甘美な菓子の国から来た便りを読むようじゃ!
夢の国の橇に揺られるような心地なのだ!
モスクピルナスの味なのだ!
解るか?マルキスよ!」
さっぱり解らぬ・・・
と辛党のマルキスは食傷ぎみに答えた。
「精霊は随分と甘党で御座いますな。」
モスクピルナスとは“精霊の生まれ出ずる所”とされている泉の名である。
「ふんっ!其方にはやらぬわ!可愛げの無い奴じゃ。」
生憎だがマルキスはアナマリア手作りの菓子を食べている。
もちろん甘さ控えめで愛情たっぷりのスイーツだ。
実はシルベストの食べている激甘の菓子こそ
厨房の料理人が作っているのだ。
「此度のコイントへの使者をお勤めあそばされますれば、
殿下の御名声も高まりましょう。
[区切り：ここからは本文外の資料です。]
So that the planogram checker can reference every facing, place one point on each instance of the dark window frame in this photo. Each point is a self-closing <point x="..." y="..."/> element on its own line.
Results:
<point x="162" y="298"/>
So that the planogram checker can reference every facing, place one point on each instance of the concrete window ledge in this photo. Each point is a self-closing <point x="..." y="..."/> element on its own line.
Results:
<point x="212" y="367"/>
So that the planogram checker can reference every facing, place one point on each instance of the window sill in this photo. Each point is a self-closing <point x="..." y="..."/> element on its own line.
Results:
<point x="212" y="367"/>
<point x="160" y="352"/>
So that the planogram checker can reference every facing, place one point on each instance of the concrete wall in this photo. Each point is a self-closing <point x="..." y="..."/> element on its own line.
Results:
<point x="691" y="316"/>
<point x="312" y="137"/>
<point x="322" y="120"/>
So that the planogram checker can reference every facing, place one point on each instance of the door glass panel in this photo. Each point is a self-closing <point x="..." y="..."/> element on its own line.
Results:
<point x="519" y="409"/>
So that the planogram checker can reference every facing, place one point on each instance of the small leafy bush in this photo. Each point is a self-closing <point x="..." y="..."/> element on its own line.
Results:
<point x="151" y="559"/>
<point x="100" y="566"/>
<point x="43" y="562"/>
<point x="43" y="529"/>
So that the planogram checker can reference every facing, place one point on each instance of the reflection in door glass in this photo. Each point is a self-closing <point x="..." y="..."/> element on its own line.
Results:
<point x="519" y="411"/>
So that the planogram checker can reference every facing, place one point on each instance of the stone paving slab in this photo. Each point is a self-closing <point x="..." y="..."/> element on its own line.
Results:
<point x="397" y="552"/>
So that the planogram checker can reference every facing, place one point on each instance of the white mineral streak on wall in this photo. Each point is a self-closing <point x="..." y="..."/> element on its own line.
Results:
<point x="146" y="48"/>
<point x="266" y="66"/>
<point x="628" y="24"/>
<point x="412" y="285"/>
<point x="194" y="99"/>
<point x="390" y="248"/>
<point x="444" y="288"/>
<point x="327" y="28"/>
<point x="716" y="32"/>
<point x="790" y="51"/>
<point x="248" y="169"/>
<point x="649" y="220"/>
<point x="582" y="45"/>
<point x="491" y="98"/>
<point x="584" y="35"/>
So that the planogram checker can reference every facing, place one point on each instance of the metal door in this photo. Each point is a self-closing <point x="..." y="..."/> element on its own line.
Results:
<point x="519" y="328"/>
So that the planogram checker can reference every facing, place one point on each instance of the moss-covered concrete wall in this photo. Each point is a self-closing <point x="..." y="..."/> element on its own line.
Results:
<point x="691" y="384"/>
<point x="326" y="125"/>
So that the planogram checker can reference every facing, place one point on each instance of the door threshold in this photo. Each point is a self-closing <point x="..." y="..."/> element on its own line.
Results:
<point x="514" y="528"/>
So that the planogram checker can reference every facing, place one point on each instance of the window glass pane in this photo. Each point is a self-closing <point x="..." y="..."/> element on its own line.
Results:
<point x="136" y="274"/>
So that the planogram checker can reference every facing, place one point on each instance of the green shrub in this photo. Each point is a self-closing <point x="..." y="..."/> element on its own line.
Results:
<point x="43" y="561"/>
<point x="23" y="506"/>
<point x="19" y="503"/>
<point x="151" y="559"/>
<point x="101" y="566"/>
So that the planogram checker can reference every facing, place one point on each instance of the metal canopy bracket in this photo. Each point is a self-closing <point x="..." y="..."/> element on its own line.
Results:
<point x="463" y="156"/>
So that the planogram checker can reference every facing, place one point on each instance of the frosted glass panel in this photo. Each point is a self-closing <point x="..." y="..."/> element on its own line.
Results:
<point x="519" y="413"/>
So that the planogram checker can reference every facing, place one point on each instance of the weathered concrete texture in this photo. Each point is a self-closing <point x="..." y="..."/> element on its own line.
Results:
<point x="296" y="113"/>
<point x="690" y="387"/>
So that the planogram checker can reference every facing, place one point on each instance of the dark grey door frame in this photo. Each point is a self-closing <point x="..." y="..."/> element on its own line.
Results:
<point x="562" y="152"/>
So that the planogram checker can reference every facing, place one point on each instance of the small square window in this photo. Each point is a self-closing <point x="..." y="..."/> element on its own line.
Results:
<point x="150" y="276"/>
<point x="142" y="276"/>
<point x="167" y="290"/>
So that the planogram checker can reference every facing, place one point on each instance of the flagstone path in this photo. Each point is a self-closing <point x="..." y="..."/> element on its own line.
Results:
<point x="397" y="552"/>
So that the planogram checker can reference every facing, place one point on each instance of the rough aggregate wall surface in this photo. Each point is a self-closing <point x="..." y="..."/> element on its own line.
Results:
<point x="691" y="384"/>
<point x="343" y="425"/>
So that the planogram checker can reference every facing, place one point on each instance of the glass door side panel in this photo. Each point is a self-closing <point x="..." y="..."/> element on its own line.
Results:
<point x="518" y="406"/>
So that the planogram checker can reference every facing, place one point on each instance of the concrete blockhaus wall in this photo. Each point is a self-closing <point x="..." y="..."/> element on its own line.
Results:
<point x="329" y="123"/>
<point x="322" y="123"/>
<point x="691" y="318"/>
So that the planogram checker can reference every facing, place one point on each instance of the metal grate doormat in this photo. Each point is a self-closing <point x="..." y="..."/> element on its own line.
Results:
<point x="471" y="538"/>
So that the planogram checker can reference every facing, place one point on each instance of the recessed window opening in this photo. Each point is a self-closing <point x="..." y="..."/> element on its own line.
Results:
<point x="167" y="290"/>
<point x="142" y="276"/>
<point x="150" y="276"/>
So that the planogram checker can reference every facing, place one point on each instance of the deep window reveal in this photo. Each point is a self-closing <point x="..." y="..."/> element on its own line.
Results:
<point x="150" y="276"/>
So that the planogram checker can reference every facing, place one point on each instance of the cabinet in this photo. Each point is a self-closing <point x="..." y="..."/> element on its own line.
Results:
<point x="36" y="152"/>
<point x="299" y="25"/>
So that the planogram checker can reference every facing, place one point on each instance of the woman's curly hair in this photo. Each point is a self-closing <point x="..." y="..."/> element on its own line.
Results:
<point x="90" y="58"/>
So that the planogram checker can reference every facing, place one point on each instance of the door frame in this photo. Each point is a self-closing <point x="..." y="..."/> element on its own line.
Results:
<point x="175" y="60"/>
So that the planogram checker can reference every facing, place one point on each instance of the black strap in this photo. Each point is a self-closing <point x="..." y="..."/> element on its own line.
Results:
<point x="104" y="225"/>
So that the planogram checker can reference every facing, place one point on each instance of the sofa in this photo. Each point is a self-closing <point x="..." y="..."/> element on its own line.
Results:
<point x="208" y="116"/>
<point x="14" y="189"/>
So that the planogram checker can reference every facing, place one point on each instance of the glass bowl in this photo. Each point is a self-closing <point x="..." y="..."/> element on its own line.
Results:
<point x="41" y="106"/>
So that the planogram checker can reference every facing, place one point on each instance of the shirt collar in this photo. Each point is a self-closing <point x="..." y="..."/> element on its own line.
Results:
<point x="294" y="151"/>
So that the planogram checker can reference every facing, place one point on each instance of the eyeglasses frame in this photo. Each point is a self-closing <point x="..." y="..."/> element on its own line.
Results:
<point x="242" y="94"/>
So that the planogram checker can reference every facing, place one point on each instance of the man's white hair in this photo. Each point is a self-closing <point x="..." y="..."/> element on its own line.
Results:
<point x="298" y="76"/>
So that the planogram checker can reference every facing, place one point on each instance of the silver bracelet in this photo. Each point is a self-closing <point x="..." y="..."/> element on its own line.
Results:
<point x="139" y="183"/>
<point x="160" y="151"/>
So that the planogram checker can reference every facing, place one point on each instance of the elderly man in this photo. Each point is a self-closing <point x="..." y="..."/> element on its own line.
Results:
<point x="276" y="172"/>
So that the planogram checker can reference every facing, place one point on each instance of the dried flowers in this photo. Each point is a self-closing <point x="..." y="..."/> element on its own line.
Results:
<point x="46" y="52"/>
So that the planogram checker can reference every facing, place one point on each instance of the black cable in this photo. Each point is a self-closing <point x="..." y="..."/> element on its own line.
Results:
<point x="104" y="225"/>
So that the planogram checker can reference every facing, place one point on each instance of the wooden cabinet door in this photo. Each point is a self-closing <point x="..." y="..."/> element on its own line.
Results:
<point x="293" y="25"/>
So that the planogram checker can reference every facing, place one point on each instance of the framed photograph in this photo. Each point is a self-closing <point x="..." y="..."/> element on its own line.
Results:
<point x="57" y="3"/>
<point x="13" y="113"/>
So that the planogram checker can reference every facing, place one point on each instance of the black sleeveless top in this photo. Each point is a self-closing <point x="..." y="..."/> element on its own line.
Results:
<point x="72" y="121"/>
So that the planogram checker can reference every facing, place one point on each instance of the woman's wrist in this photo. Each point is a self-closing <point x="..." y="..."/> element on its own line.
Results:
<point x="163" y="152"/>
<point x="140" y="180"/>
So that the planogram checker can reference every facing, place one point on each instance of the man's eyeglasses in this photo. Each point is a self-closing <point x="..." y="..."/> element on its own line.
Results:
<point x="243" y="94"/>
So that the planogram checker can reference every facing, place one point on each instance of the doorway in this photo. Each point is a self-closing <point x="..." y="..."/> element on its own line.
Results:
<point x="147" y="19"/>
」
わざわざ聖女と同列の立ち位置に据えたのだ、
そうでなければ困る。
「うむ、あの子は賢い子だ。立派に務めを果たすであろう。」
「その次はいよいよバルドーで御座います陛下。」
そうだ、そこが本丸だ!
「分かっておる。分かってはおるがのぉ・・・
元老院がのぉ・・・」
特に元老院筆頭のナーバル選帝侯は王子の頃から苦手であった。
未だに会うと目を逸らしてしまう。
自分が王の器では無い事など分かっていた。
弟ゴートレイトの方が余程に相応しい。
ナーバル候のあの冷たい目もそう語っていた。
分かってはいたが刻まれた轍から逸れて
我が道を行く勇気を持ち合わせてはいなかった。
何時しか弟とも疎遠になってしまった。
「殿下が功績を積み上げ、和平を望むとあれば
否と唱える者も居なくなりましょう。
後世の臣民はフリーデル殿下を賢王と讃える事でしょう。」
なにせ私の子なのだからとマルキスは背後に魂胆を隠した。
「その通りじゃ!
それが解らぬたわけが多すぎるのじゃ!
其方の忠義を他の奴らも見習うべきじゃ!」
「勿体なきお言葉、このマルキスの命を以って殿下を御支え致しまする。」
シルベストは心地よい言葉以外に、耳を傾けようとはしなくなっていた。